For every $x\in H$, applying [citetheorem:9321] first to $T^*$ and then to $T$ gives
\begin{align*}
\|T^*Tx\|_H\le \|T^*\|_{\mathcal L(K,H)}\|Tx\|_K.
\end{align*}
Also,
\begin{align*}
\|Tx\|_K\le \|T\|_{\mathcal L(H,K)}\|x\|_H.
\end{align*}
Using the equality of adjoint norms already proved,
\begin{align*}
\|T^*Tx\|_H\le \|T\|_{\mathcal L(H,K)}^2\|x\|_H.
\end{align*}
Therefore [citetheorem:9320] gives
\begin{align*}
\|T^*T\|_{\mathcal L(H,H)}\le \|T\|_{\mathcal L(H,K)}^2.
\end{align*}
[/step]
[step:Bound $\|T^*T\|_{\mathcal L(H,H)}$ from below by $\|T\|_{\mathcal L(H,K)}^2$]

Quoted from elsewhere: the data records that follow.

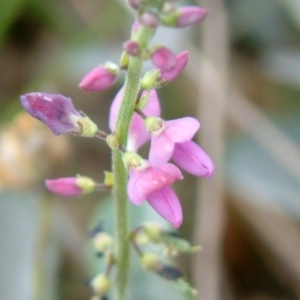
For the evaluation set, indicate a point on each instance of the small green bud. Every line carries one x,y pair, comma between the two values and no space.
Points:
153,232
150,261
153,124
108,178
100,284
87,128
150,80
143,101
113,141
86,184
102,242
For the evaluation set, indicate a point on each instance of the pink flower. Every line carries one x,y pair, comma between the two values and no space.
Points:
173,132
190,15
54,110
100,78
156,78
164,59
70,186
184,16
165,202
191,158
138,135
153,185
181,61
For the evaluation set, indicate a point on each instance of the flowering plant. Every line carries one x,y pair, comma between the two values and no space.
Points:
134,119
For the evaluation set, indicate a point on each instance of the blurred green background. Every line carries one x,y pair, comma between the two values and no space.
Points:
242,81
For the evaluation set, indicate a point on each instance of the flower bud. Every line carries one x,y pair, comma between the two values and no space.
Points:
100,78
102,241
132,48
164,59
153,232
100,284
150,19
153,124
151,81
169,272
135,4
132,160
87,128
184,16
150,261
113,141
56,111
71,186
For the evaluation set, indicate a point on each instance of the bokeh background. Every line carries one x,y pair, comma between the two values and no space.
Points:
242,82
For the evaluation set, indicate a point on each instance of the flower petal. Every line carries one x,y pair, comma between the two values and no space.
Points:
141,183
166,203
181,130
191,158
56,111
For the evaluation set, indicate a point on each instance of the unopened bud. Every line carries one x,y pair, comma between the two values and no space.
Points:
154,124
102,242
150,19
100,284
170,272
164,59
71,186
132,48
87,128
100,78
153,232
150,261
113,141
132,160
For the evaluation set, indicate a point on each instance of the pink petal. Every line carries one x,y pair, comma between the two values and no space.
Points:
165,202
141,183
190,15
191,158
164,59
138,135
161,150
181,130
175,131
182,60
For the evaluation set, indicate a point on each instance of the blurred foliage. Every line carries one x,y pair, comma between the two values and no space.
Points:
49,45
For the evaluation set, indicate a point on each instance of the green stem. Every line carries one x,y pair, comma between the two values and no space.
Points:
119,171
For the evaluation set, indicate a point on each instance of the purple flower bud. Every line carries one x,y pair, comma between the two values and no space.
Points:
191,158
184,16
54,110
164,59
100,78
190,15
71,186
132,48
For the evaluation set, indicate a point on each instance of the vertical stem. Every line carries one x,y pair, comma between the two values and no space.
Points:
119,171
42,240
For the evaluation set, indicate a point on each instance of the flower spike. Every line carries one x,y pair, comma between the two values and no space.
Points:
58,113
100,78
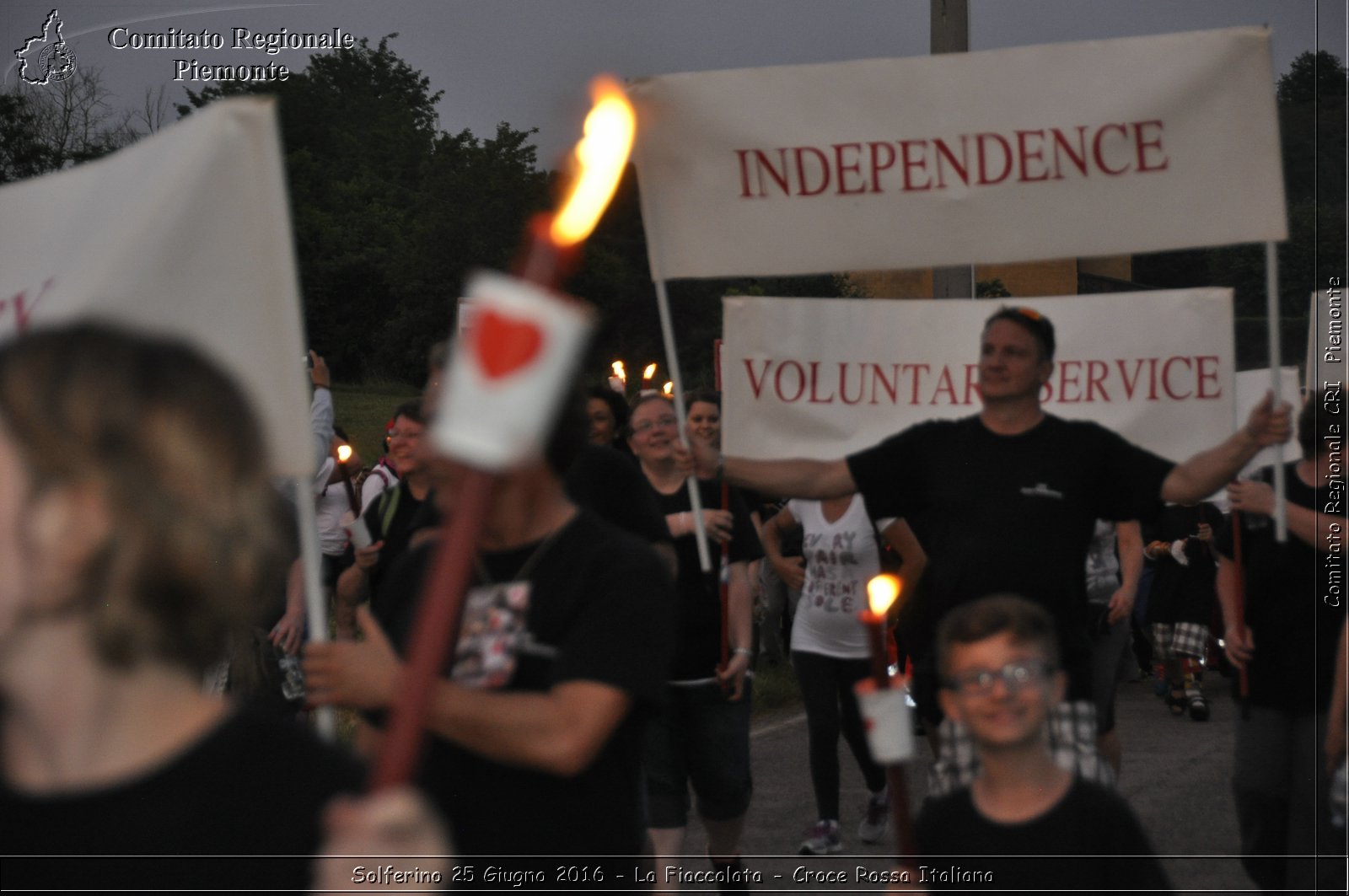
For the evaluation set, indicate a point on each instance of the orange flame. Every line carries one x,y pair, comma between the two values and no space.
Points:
600,157
881,593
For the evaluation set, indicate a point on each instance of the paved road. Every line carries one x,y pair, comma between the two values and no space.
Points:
1177,776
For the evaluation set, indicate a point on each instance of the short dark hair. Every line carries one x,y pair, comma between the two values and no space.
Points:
1319,421
1032,321
411,410
1027,622
617,406
644,399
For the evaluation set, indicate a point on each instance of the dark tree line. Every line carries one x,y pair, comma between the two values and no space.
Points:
391,213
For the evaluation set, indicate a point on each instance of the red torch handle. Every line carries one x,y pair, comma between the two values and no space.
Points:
1239,613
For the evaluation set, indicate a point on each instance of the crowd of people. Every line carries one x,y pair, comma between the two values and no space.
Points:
600,686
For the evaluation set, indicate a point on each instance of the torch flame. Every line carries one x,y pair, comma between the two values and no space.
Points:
883,591
600,157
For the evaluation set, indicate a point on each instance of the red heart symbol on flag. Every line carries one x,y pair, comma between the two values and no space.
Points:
505,345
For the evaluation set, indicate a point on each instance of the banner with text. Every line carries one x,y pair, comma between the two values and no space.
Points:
826,377
1034,153
184,233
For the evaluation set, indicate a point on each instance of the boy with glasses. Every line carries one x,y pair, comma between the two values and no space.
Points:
998,663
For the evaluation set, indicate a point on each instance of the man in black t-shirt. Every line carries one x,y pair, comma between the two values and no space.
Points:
1024,824
564,648
1283,615
391,520
1007,501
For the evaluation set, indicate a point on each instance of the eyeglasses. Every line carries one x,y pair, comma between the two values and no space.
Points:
1013,675
647,426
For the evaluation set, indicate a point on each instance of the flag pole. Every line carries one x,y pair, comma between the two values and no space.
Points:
1281,510
695,501
316,609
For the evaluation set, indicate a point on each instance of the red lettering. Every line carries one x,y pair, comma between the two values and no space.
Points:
1099,157
1207,373
856,168
1065,381
1079,158
815,382
1124,375
745,173
876,164
1025,154
890,386
939,150
1166,378
971,384
22,309
761,164
800,170
800,382
908,165
1007,158
755,385
944,385
843,368
916,368
1097,372
1148,145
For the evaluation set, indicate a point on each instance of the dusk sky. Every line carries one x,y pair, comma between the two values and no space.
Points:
526,62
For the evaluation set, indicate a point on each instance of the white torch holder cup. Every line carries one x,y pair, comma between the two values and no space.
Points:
889,722
357,530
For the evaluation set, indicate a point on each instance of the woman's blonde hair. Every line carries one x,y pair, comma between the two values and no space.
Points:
170,444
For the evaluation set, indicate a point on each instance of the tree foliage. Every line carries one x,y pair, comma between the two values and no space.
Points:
389,211
53,126
1312,121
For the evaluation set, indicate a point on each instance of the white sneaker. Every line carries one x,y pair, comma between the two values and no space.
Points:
877,819
822,838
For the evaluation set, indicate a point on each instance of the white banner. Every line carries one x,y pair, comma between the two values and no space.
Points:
1326,336
185,233
1050,152
825,377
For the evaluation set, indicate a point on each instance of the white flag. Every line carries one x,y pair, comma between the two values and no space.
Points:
185,233
1032,153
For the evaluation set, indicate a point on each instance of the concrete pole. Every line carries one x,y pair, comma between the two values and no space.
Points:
950,33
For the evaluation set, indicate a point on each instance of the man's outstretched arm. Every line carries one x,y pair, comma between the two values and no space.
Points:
793,478
1211,469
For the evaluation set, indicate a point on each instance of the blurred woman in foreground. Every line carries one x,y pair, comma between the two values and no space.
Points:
138,530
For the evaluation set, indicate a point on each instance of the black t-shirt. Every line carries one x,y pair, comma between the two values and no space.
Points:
404,514
1007,513
599,610
611,485
1297,633
1088,841
698,648
253,787
1184,593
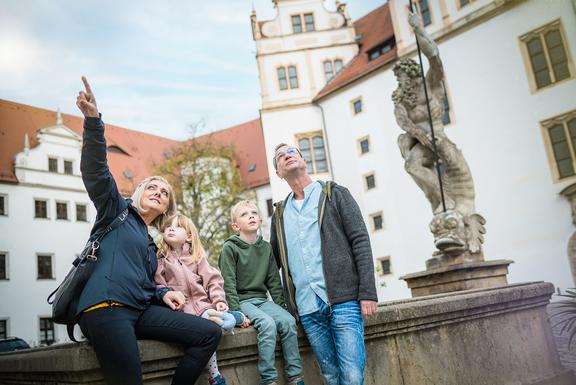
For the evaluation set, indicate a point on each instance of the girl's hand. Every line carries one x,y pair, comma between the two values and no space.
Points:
174,299
221,306
246,322
86,101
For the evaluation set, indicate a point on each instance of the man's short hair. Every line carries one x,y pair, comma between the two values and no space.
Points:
242,204
276,149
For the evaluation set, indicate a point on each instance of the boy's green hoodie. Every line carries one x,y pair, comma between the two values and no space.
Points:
249,271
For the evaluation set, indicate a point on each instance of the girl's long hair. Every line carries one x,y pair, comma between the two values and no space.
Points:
196,249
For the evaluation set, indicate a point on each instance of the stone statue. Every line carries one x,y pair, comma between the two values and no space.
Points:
458,231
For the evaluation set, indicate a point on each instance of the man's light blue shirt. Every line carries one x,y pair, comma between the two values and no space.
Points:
304,249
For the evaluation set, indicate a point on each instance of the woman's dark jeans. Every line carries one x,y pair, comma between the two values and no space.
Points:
113,332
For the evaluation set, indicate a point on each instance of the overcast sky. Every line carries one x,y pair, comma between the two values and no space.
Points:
155,66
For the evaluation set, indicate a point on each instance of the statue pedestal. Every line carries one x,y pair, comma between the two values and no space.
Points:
463,276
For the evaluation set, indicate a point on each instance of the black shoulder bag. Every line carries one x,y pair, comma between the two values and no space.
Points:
64,299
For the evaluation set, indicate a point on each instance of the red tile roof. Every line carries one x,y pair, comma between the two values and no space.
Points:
374,28
248,142
144,150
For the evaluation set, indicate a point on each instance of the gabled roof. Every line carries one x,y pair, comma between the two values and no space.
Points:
375,28
135,153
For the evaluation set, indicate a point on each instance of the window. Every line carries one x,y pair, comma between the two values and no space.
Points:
292,77
332,67
68,167
270,207
384,266
46,331
296,23
357,106
560,133
380,50
547,56
3,205
309,22
45,267
3,265
61,210
369,181
3,329
423,10
53,164
377,221
40,208
312,148
364,145
81,213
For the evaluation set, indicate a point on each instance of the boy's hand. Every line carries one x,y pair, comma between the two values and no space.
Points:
221,306
174,299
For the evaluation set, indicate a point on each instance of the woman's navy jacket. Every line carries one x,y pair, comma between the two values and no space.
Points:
126,262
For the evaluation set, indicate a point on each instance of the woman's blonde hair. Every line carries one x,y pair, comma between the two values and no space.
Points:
192,237
158,222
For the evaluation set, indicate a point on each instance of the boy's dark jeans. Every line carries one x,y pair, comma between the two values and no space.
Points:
113,332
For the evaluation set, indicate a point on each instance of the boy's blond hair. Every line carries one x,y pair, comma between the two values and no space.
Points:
241,204
196,249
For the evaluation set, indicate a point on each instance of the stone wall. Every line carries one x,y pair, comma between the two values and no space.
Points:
478,337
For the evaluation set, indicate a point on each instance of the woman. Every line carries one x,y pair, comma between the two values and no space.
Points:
116,306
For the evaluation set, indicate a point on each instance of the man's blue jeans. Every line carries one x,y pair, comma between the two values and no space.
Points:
336,334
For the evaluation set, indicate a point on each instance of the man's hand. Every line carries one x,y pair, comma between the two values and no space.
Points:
174,299
221,306
414,20
368,307
86,101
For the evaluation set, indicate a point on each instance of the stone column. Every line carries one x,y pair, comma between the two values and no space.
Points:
570,194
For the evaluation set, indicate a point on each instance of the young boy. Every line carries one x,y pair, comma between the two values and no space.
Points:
249,272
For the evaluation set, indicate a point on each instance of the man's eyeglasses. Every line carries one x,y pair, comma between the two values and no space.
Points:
292,151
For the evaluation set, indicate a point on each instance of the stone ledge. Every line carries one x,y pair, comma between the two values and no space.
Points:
476,337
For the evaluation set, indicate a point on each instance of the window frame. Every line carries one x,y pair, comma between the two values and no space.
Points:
71,162
305,24
545,125
6,266
365,179
43,332
419,11
77,204
353,105
540,32
292,18
52,269
360,149
380,270
6,327
287,78
4,205
310,137
55,159
47,207
373,224
67,206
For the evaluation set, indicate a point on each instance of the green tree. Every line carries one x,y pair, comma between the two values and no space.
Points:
207,184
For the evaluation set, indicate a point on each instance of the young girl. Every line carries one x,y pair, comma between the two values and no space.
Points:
182,266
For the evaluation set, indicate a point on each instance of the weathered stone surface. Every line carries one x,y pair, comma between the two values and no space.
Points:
498,336
465,276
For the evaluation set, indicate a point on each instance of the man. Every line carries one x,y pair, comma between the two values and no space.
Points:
320,240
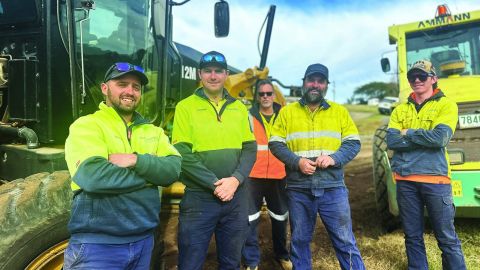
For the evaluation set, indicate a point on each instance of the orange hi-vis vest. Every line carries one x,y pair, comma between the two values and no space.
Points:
267,166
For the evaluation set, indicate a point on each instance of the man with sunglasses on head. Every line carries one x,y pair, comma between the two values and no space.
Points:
116,159
418,133
212,132
267,181
315,138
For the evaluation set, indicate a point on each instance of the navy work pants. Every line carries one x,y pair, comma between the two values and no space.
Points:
334,209
273,191
133,256
412,197
201,216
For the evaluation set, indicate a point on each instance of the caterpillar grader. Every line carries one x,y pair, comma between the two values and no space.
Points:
53,56
452,43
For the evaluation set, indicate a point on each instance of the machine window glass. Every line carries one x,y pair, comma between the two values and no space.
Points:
453,50
17,11
119,31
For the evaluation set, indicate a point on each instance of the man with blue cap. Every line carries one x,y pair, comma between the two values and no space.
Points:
315,138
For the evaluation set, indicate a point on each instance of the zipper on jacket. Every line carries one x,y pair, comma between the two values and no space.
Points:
219,114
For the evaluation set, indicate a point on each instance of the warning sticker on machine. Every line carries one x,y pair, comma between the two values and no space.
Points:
457,188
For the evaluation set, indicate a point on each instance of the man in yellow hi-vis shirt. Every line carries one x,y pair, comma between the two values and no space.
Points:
418,133
116,159
212,133
315,138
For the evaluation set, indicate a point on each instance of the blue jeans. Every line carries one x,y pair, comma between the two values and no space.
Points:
334,210
202,215
86,256
273,190
412,197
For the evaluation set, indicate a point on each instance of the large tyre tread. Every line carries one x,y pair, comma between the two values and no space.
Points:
33,216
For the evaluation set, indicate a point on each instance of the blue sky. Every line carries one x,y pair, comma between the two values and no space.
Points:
349,37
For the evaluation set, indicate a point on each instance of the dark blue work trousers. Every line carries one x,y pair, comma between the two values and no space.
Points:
412,198
201,216
334,209
273,191
129,256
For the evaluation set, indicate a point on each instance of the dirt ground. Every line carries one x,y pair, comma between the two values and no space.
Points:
358,178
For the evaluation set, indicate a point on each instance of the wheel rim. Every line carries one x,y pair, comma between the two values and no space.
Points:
51,259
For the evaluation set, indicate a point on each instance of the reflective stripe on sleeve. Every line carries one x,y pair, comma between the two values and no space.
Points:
351,138
313,153
314,134
253,217
262,147
278,217
277,139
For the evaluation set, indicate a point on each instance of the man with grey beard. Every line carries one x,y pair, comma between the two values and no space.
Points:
315,138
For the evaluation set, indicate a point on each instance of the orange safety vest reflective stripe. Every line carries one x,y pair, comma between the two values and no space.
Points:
267,165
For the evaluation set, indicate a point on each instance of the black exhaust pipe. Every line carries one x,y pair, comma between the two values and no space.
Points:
28,134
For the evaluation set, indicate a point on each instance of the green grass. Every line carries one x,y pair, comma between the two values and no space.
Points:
366,118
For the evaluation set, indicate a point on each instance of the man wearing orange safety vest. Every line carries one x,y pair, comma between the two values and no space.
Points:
267,180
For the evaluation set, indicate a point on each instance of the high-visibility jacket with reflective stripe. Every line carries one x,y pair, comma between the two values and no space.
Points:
115,205
267,165
422,151
214,142
329,130
311,134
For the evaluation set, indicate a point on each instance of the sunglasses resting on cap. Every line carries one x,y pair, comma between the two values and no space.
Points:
264,94
420,76
122,68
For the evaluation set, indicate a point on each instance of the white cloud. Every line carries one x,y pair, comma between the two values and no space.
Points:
349,43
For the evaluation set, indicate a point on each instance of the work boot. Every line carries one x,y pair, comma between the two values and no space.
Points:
285,264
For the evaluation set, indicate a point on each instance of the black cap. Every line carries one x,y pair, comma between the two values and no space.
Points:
213,58
316,69
118,70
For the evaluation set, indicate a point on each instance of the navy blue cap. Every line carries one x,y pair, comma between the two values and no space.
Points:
316,69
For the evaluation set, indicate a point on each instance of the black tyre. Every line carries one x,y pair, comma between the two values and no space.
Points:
389,222
33,221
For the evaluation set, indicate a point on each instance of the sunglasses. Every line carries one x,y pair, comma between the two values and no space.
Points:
124,66
422,77
265,94
213,57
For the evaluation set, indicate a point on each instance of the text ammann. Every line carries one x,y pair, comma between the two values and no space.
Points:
444,20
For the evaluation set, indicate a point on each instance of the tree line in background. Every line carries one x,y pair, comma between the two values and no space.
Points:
371,90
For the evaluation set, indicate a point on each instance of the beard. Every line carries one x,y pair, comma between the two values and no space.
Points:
314,95
123,108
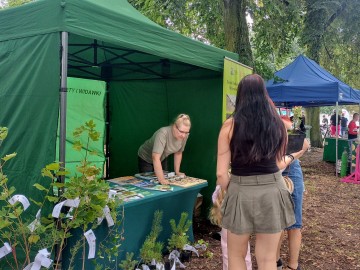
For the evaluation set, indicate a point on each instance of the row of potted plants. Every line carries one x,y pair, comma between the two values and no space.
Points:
178,250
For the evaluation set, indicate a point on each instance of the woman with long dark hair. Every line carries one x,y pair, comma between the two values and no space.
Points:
253,143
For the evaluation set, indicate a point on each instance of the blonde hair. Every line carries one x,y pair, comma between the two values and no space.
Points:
182,119
215,211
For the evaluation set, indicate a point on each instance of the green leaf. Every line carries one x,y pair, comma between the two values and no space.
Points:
62,173
77,145
52,198
33,239
59,185
46,172
3,133
40,187
53,166
10,156
11,215
4,223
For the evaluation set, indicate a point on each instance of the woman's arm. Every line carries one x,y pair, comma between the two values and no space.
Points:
287,159
158,169
177,162
224,154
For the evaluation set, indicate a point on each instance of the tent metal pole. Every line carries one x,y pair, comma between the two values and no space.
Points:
63,99
336,139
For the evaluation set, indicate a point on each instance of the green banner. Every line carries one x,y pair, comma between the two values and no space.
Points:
233,73
85,101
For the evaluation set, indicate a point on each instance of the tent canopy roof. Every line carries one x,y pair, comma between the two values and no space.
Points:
305,83
113,33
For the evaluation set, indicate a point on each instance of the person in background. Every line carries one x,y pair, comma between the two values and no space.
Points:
257,200
333,124
343,123
294,232
302,122
325,121
353,128
152,155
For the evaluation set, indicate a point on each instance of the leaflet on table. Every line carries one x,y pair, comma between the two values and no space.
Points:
128,193
143,184
186,181
150,176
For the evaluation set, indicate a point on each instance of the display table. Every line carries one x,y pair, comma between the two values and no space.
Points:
330,148
137,222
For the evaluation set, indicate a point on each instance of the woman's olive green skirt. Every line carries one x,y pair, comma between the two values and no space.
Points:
257,204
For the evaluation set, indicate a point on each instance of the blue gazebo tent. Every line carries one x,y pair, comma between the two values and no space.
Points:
305,83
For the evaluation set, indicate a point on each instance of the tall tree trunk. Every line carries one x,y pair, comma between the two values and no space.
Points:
236,30
313,31
316,23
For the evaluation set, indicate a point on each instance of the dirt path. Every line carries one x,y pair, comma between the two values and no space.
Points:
331,218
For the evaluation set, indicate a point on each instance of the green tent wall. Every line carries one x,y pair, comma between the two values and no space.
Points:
152,74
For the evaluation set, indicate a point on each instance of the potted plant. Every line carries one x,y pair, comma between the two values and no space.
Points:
86,193
128,263
151,250
179,237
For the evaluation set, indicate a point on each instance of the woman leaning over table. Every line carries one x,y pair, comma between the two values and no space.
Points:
152,155
253,142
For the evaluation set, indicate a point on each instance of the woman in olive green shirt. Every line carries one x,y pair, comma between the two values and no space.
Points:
152,155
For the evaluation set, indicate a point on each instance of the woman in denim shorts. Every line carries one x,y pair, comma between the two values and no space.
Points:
294,231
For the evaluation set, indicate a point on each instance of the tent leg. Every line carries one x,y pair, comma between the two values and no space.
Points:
336,139
62,139
63,99
107,127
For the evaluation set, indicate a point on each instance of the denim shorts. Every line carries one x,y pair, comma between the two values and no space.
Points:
295,173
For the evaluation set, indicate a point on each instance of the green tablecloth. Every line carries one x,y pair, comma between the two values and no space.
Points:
330,149
138,217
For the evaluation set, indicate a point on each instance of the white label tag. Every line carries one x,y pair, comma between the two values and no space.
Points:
20,198
108,216
112,194
41,259
90,237
5,250
36,222
70,203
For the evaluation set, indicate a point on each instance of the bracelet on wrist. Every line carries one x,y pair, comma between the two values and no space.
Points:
291,157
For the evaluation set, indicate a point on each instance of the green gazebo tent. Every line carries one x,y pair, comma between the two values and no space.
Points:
151,75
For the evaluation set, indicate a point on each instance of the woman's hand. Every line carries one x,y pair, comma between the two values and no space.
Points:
306,145
164,182
182,175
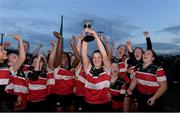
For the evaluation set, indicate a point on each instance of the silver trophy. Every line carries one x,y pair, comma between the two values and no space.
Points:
87,36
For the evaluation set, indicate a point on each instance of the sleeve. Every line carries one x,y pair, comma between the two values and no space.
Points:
88,69
160,75
12,71
33,75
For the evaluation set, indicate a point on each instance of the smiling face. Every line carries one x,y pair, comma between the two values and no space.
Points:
138,53
148,56
3,55
97,59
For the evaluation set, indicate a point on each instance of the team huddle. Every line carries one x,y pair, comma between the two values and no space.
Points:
75,81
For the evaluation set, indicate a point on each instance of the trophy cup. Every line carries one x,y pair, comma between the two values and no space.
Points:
87,36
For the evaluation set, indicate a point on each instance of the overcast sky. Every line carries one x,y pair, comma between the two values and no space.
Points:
120,20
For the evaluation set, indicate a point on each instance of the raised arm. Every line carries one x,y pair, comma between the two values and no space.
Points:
131,53
22,54
148,40
112,48
76,54
106,60
59,49
35,72
6,44
85,58
79,43
108,47
52,55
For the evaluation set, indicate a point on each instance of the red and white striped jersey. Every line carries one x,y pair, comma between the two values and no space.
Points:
118,87
20,87
148,78
26,69
80,81
64,81
97,88
37,89
123,65
4,75
50,82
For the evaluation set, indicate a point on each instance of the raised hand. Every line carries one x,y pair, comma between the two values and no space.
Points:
146,34
113,44
73,39
105,39
17,37
53,43
57,35
6,44
92,32
129,45
80,37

If $H=\{0\}$, then $T$ is the zero map from $H$ to $K$, so $\|T\|_{\mathcal L(H,K)}=0$. The upper bound already proved gives $\|T^*T\|_{\mathcal L(H,H)}\le 0$, while the operator norm is non-negative by [citetheorem:9323]. Hence
\begin{align*}
\|T^*T\|_{\mathcal L(H,H)}=0=\|T\|_{\mathcal L(H,K)}^2.
\end{align*}
It remains to consider the case $H\ne\{0\}$.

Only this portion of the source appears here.